Simon Rubinsohn, Rics’ Chief Economist, said: “Demand saw a slight boost in March as many first-time buyers looked to beat the stamp duty holiday deadline. There has been a gentle increase in activity across the market in the early part of the year but it remains to be seen is whether this can continue, given the changes in the budget and ongoing problems affecting the economy. London continues to outperform the rest of the UK in terms of prices but, interestingly, the north-west did see an increase in activity in March.”
The news on house prices was less positive however. The Rics survey showed that house prices continued to fall throughout the UK, with the only exception being London.
Mortgage rates rise
Despite the Bank of England holding base rate at 0.5% for over three years, borrowers have been warned that mortgage rates are on the rise.
The Standard Variable Rates charged by many mortgage lenders have been increased in recent weeks and it now seems the interest rates on other mortgage products are on the rise.
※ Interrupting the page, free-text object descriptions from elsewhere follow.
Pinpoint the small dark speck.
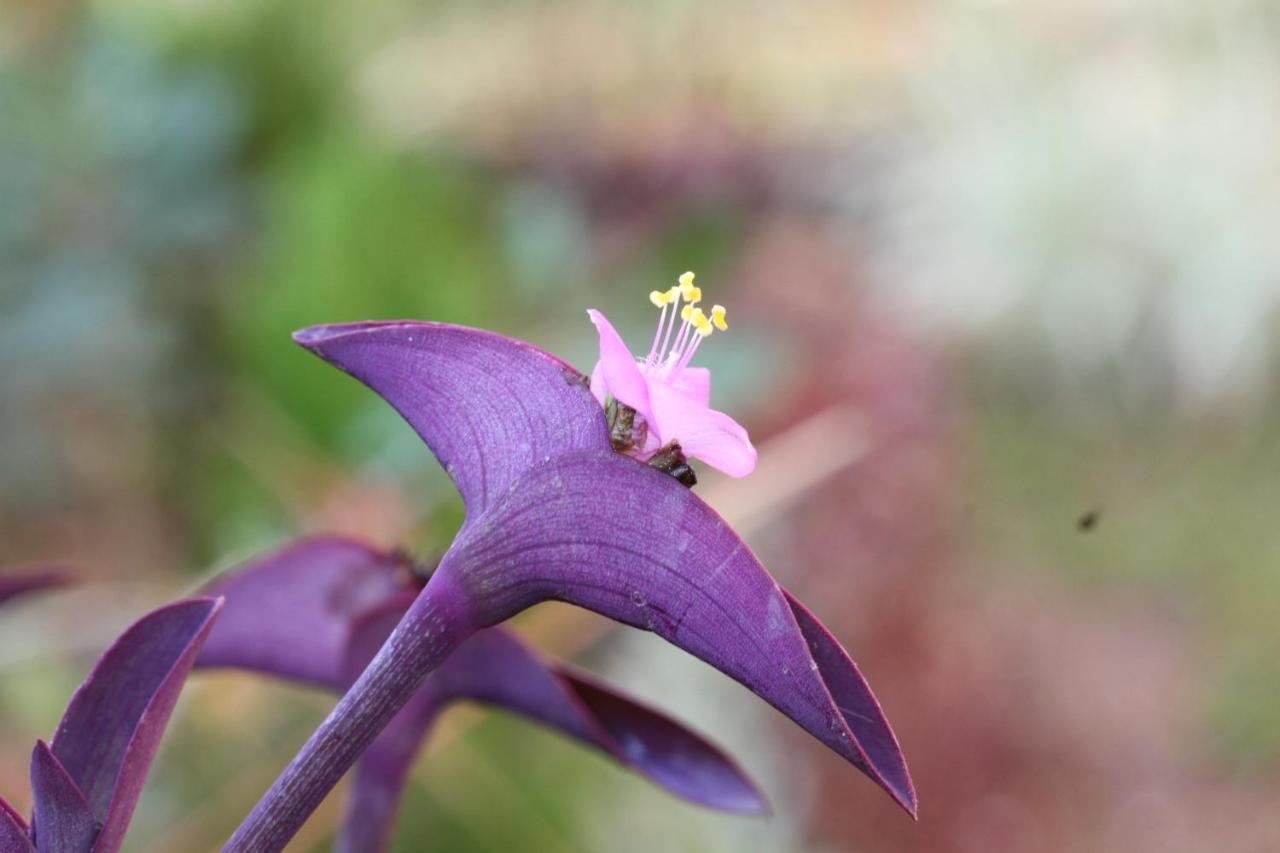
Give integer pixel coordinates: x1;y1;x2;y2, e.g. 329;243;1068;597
563;368;590;388
1077;509;1101;532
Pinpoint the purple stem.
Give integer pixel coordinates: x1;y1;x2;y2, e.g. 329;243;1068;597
224;569;475;852
334;690;444;853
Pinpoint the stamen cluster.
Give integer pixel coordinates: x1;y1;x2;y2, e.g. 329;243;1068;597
646;272;729;376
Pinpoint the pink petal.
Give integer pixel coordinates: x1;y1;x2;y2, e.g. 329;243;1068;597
648;380;757;477
586;310;652;424
588;360;608;406
670;367;711;407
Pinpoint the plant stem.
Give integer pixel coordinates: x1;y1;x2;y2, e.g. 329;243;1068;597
224;570;475;852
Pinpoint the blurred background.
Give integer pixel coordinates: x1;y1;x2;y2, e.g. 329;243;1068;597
2;0;1279;850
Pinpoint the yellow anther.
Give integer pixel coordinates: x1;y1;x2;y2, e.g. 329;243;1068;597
678;271;701;302
681;304;695;322
688;307;708;327
649;290;667;307
710;304;728;331
695;317;714;337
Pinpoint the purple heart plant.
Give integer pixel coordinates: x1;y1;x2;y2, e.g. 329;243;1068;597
196;536;767;852
224;271;916;850
0;591;222;853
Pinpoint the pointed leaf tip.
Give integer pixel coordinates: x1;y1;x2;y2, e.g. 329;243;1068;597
51;597;222;853
0;795;34;852
782;591;917;817
30;741;96;852
292;321;416;348
560;670;769;815
289;321;610;519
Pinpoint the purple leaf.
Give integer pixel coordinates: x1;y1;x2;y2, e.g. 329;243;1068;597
197;537;412;690
782;590;910;803
228;572;477;852
201;537;765;853
29;741;96;852
0;796;35;852
419;630;764;813
0;569;74;608
445;449;916;815
557;669;767;814
292;322;610;521
230;321;914;849
50;598;222;853
336;621;766;851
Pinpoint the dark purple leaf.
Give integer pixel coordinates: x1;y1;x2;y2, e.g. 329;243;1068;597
202;537;765;853
198;537;411;690
230;322;914;849
420;630;764;813
29;741;96;852
336;619;766;851
227;573;477;852
558;669;767;814
0;796;35;852
445;449;915;815
0;569;73;609
782;589;910;803
292;322;610;521
50;597;222;853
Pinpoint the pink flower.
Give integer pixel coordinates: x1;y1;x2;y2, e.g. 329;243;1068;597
588;272;757;478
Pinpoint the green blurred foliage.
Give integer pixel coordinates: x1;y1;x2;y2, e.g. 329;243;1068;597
226;139;505;445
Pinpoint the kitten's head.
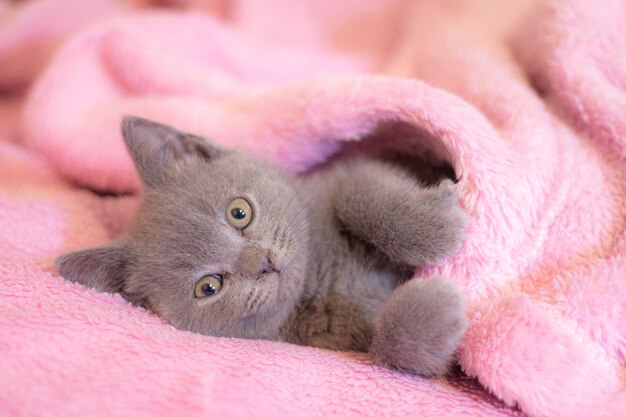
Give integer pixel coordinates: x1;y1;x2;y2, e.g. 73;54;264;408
57;117;310;339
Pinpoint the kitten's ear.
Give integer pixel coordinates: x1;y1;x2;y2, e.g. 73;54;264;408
56;245;129;294
121;116;221;187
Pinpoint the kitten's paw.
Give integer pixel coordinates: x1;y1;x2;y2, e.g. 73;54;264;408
391;180;467;267
369;277;468;376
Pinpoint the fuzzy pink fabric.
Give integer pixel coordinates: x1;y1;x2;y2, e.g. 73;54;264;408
1;1;625;417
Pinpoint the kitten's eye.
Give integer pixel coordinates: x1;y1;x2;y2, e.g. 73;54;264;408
226;197;253;230
194;274;223;298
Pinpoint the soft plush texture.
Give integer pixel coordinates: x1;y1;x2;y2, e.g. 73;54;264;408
1;0;625;417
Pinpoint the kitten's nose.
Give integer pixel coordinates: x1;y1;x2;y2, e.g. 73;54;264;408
260;256;279;275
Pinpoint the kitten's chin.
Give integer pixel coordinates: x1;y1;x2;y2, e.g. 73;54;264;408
219;299;296;340
256;264;304;302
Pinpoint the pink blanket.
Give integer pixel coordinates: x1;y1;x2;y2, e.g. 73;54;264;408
1;1;625;416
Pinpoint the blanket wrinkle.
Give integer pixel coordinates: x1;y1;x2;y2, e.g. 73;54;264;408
1;1;625;417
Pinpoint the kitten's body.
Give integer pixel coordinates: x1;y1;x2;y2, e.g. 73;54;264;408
58;117;468;376
286;167;400;350
285;160;466;358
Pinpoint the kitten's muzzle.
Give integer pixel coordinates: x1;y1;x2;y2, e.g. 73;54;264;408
236;246;282;279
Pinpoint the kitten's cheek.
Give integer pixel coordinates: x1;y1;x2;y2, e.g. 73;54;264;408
275;276;290;298
277;272;302;299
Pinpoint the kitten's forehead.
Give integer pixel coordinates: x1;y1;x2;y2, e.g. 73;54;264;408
176;151;288;190
199;154;294;213
133;150;298;246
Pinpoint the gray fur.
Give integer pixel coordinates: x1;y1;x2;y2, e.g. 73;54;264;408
57;116;468;376
369;278;468;376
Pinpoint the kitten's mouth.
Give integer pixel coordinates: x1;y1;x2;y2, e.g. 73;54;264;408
256;269;282;281
256;256;282;281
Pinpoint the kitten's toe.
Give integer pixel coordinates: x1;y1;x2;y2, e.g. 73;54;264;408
369;277;468;376
395;180;467;266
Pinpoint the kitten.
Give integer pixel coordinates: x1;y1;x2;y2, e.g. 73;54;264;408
57;116;468;376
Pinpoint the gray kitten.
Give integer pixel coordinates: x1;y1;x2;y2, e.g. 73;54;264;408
57;117;468;376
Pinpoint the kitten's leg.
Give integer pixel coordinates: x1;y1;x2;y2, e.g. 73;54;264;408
286;296;373;352
369;277;467;376
334;159;466;267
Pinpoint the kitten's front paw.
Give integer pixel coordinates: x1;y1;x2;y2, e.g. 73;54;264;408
369;277;468;376
393;180;467;266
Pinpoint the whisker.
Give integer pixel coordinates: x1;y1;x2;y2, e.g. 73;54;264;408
247;289;260;312
285;197;330;238
283;179;313;215
244;291;255;310
284;187;327;234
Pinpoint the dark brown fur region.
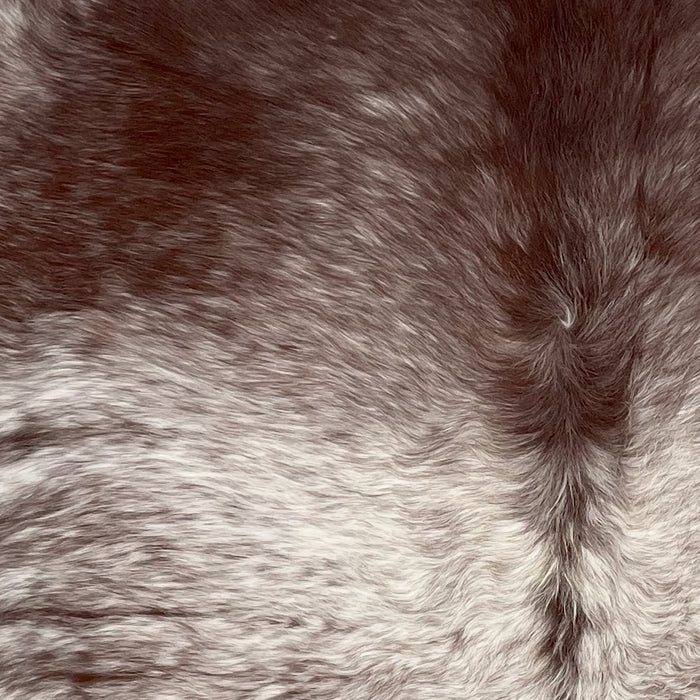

Figures from price comparison website, MoneySupermarket, show that the average interest rates for two and five year fixed rates have risen, as have the interest rates on two year tracker mortgages.
The average two year fixed rate is now 4.15%, rising significantly from 3.82% in October last year. The average five year fixed rate has risen by 0.15% .
It is clear that mortgage rates are moving upwards and experts have urged borrowers coming to the end of an existing deal to take swift action to avoid having to lock into a more expensive deal.
Mortgage lenders say that they need to push rates up due to the increased costs of wholesale funding, on which many of them rely.